Why Michelle Williams Wasn’t at Golden Globes 2026 to Accept Her Award
In her career of over three decades, acclaimed actor Michelle Williams has garnered dozens of accolades. Thus far, the star of “Brokeback Mountain,” “Blue Valentine,” “My Week with Marilyn,” and “The Fabelmans” has earned eight Golden Globe nominations and won three of them. The most recent of these wins came this year for her turn in a biopic tale of living well in the face of mortality. Alas, she was not able to attend this particular ceremony, owing, most likely, to none other than her latest professional obligations.
The Win and the Acceptance
This past January 11, the Golden Globe Awards chose Williams as its winner for the category of Best Female Actor in a Limited Series, Anthology Series, or Motion Picture Made for Television. In this case, the series in question was “Dying for Sex,” an FX miniseries released on April 4 of last year and based (rather liberally) on the autobiographical work of Molly Kochan (1973-2019).
Kochan was a podcaster and author who left her husband and became very sexually active following her 2015 diagnosis of terminal cancer. She chronicled her experiences on her podcast, also called “Dying for Sex” (which she co-hosted with her good friend Nikki Boyer), and in a memoir titled “Screw Cancer: Becoming Whole” (both posthumously published); it is primarily from these sources that the series is adapted.
At the moment, Williams is starring in a production of “Anna Christie,” a Pulitzer-Prize-winning play that was originally written by Eugene O’Neal and debuted in 1921. And this is far from her only commitment: she’s also starring in a forthcoming Peggy Lee biopic, “Fever,” as well as yet another biographical drama, “Evel Knievel on Tour.” With such a full schedule, it’s hardly a mystery why she was not able to attend her eighth Golden Globes award ceremony.
In her absence, Melissa McCarthy and Kathryn Hahn accepted the accolade on her behalf. The Golden Globes posted on YouTube an eight-second clip of this acceptance, wherein McCarthy succinctly, crisply explained that “Michelle Williams could not be here this evening.” Hahn slipped in the joke “I’m Michelle Williams” before the two of them exited the stage.
A Deeply Felt Performance, An Ever-Working Performer
Now, we can only imagine what kind of acceptance speech Williams would have delivered if she had accepted the award in person. However, if some of her existing statements on “Dying for Sex” are any indication, it might have been a very powerful address.

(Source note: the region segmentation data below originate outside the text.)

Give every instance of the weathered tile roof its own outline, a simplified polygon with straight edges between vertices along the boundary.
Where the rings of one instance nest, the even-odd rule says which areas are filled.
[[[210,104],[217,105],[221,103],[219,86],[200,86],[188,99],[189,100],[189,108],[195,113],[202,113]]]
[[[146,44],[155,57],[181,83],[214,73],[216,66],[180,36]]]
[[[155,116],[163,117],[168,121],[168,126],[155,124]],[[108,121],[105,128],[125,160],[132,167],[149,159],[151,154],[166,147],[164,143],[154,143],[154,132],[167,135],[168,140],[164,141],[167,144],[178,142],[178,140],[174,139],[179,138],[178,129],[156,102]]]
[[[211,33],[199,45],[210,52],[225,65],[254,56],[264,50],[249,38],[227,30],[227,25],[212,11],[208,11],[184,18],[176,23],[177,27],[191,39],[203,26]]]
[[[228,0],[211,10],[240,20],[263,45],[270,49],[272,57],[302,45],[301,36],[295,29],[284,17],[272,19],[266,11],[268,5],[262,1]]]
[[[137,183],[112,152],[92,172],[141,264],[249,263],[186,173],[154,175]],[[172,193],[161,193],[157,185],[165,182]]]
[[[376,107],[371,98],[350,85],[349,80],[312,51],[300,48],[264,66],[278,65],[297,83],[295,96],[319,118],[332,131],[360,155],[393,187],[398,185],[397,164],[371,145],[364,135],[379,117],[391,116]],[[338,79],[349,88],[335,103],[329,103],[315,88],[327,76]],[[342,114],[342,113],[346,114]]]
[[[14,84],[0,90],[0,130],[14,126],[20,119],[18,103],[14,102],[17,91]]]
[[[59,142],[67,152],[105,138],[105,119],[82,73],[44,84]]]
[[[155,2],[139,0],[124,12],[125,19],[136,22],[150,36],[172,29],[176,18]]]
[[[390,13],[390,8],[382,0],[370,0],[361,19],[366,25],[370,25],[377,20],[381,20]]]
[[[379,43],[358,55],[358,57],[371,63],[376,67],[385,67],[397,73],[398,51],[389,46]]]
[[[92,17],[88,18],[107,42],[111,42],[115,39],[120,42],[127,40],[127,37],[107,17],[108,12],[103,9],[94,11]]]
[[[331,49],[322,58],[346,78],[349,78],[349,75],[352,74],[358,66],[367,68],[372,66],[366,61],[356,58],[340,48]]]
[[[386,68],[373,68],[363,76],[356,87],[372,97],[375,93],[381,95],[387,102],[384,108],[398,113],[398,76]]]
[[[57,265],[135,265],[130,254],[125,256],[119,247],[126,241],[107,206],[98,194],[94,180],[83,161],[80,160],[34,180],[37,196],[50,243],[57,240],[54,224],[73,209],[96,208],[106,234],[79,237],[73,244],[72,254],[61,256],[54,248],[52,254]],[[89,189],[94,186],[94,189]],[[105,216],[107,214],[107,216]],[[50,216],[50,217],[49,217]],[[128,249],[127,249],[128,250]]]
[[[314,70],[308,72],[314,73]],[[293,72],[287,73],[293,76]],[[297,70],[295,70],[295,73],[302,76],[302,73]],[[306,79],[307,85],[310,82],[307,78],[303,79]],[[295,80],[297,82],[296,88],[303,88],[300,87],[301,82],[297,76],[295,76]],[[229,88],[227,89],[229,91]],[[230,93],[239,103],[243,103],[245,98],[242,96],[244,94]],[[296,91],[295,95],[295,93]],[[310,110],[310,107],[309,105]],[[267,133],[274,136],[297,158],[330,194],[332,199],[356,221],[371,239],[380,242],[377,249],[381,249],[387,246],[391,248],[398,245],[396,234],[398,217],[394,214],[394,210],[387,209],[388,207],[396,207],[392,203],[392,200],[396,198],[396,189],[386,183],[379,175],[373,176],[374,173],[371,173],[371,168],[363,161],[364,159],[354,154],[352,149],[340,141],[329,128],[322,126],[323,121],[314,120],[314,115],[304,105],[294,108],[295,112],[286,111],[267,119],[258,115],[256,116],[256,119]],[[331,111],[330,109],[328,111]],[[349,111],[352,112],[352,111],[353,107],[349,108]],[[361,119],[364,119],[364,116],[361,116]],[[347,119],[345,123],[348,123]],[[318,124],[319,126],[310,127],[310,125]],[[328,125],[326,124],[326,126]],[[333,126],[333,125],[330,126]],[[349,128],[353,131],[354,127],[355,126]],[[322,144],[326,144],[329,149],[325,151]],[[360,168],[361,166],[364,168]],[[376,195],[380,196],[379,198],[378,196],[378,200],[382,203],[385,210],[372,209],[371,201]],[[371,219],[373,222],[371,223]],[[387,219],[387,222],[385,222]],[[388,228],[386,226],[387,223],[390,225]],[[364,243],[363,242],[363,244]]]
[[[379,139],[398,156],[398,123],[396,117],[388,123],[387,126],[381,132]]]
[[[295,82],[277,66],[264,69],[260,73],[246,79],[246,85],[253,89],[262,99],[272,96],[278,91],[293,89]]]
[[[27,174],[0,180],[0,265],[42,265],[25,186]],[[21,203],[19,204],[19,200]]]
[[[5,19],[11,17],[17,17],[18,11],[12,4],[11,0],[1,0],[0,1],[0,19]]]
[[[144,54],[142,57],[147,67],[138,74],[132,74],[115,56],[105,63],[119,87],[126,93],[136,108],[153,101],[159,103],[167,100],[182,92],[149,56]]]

In August of last year, during an interview with Entertainment Weekly, Williams described how deeply emotionally affecting it was to listen to Kochan’s actual podcast in preparation for her role. “It’s the thing that just absolutely gut-punched me,” she recalled, “I couldn’t stop crying, the way that she chose to take her last breaths and what was on her mind, what was on her heart… I don’t mean to cry, but how she went out was, she lived, and it got me bad.”
Williams also said that it was “so special that FX has given us this opportunity” in part because “Dying for Sex” had more women behind and in front of the camera than the great majority of television projects. It was, she explained, “a remarkable opportunity… to make a show about women, written by women, directed by women, starring women, with so many women and so many women on the crew about a horny dying woman and her best friend. That doesn’t feel like an opportunity that comes along very often.”
It may be a shame that Williams wasn’t able to be present on the night that she received this high honor for her work on such a unique project. But, by all accounts, she likely made a productive day out of her absence. And, if her track record is any indication, there’s a strong chance that one of the projects currently on her plate may become the vehicle for a ninth GG nomination.